In JSP code, it first gets a session bean ReviewManagerBean using JNDI and calls the business method of the bean.
<%
String SERVICE_NAME = "ReviewManagerBean";
ReviewService service = (ReviewService) session.getAttribute(SERVICE_NAME);
if (service == null) {
   Context ctx = new InitialContext();
   service = (ReviewService) ctx.lookup("java:comp/env/ejb/ReviewManager");
   session.setAttribute(SERVICE_NAME, service);
}
......
service.doSomeBusiness();
%>
The session bean ReviewManagerBean is injected a session bean ReviewListener, which is the message sender. The business method doSomeBusiness() of ReviewManagerBean will call the business method of the ReviewListener to send out the messages.
@Stateless(mappedName="ReviewService")
@Remote(ReviewService.class)
public class ReviewManagerBean extends ReviewServiceImpl
implements ReviewService {
@PersistenceContext(unitName = "reviewSession")
private EntityManager em;
@EJB ReviewListener listener;
The business method of ReviewManagerBean can be as follows:
pubilc void doSomeBusiness(){
// use the EntityManager em to do something
// use the ReviewListener listener to do something
}
A couple of notes here. (1) The method doSomeBusiness() uses both the EntityManager em and the session bean ReviewListener.

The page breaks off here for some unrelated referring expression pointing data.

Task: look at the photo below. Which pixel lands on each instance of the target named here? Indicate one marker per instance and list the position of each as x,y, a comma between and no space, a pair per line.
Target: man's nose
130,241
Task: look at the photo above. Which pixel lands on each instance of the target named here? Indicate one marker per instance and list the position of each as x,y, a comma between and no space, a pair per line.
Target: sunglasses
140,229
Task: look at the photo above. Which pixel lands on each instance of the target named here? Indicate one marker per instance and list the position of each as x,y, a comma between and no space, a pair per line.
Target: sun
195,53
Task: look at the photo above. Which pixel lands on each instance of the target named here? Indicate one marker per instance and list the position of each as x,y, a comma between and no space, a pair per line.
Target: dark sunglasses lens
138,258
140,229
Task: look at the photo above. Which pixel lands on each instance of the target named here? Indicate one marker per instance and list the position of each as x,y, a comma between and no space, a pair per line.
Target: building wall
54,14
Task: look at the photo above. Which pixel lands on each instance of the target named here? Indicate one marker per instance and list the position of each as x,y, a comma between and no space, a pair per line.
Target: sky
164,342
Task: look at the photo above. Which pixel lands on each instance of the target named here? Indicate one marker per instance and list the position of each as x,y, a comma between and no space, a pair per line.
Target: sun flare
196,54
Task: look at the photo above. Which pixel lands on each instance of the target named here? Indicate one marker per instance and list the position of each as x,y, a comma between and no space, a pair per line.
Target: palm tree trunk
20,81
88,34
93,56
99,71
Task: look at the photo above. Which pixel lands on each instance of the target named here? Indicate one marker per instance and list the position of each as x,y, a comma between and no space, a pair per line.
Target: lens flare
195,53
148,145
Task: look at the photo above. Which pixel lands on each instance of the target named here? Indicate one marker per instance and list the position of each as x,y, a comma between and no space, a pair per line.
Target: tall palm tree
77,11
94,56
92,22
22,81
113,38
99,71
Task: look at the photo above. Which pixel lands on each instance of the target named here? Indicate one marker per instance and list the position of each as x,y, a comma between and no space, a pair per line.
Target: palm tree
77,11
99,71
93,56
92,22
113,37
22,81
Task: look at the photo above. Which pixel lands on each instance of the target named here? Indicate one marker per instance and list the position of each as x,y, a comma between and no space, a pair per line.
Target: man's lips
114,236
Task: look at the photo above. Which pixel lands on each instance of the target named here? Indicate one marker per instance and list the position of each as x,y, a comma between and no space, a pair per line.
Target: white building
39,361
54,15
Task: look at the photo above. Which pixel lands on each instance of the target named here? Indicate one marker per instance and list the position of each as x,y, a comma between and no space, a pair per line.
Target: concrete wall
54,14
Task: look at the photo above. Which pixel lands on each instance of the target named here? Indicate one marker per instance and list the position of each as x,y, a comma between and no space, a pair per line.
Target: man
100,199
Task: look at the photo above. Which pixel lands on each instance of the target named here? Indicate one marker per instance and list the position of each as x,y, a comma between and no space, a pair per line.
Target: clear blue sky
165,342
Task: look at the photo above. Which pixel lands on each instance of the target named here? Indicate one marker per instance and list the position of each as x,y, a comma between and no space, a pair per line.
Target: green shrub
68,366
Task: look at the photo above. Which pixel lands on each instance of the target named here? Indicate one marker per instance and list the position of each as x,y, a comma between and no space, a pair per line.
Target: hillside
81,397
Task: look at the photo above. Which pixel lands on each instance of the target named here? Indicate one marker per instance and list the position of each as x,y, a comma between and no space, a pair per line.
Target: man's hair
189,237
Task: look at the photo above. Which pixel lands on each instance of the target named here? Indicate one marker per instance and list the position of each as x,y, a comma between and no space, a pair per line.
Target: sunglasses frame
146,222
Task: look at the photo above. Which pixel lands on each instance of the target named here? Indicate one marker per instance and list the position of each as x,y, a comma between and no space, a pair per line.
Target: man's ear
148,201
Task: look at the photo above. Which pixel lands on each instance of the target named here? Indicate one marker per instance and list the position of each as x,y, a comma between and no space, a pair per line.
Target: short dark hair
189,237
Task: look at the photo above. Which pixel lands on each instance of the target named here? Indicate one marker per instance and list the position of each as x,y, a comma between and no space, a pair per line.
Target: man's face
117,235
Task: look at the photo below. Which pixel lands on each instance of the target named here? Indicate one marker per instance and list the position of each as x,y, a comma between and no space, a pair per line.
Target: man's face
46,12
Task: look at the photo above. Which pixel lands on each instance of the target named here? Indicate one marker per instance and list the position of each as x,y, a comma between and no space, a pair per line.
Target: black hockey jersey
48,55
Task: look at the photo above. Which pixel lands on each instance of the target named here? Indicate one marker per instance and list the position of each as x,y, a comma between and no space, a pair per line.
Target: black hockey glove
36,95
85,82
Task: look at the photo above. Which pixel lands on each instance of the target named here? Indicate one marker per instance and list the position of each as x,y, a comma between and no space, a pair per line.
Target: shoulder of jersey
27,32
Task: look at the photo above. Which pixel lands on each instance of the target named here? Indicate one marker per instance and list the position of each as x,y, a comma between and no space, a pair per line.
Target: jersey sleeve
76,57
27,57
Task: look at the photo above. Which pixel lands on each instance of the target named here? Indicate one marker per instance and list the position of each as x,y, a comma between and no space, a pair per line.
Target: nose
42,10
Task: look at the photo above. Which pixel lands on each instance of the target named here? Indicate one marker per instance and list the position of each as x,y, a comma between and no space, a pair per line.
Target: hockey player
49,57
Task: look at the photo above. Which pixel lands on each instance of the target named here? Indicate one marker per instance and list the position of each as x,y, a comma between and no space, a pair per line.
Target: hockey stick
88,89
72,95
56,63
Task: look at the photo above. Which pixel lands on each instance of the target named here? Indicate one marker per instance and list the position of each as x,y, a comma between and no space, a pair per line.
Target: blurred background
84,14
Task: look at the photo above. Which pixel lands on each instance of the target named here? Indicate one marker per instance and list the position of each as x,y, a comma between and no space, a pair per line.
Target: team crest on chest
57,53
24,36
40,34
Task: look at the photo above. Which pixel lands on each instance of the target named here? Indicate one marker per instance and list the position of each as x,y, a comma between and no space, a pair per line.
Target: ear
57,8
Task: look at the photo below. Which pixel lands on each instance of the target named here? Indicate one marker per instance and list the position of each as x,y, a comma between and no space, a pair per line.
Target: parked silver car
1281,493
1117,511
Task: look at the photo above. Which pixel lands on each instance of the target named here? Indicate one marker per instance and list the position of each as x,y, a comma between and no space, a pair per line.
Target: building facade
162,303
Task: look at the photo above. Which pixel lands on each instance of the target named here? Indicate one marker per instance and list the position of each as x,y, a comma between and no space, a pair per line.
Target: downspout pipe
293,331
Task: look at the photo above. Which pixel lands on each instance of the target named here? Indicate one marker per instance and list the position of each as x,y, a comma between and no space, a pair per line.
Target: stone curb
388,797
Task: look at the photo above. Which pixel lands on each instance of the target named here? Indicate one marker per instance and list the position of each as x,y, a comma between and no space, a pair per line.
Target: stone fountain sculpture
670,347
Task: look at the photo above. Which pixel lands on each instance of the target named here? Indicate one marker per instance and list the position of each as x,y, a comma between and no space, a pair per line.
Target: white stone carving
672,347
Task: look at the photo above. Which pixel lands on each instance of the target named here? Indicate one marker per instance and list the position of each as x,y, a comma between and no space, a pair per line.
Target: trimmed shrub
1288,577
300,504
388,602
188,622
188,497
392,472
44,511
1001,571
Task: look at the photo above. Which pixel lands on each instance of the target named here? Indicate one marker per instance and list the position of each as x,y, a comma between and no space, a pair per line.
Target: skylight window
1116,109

So the transaction is cross both the database and JMS. (2) The jsp uses a session bean "A" which itself is injected a session bean "B". The jsp calls the business method of the session bean "A" which in turn calls a business method of "B". So there should be a transaction propagation here. (3) When the sender sends the message, is the MDB class loaded into the JVM already? Is there any configuration needed for this?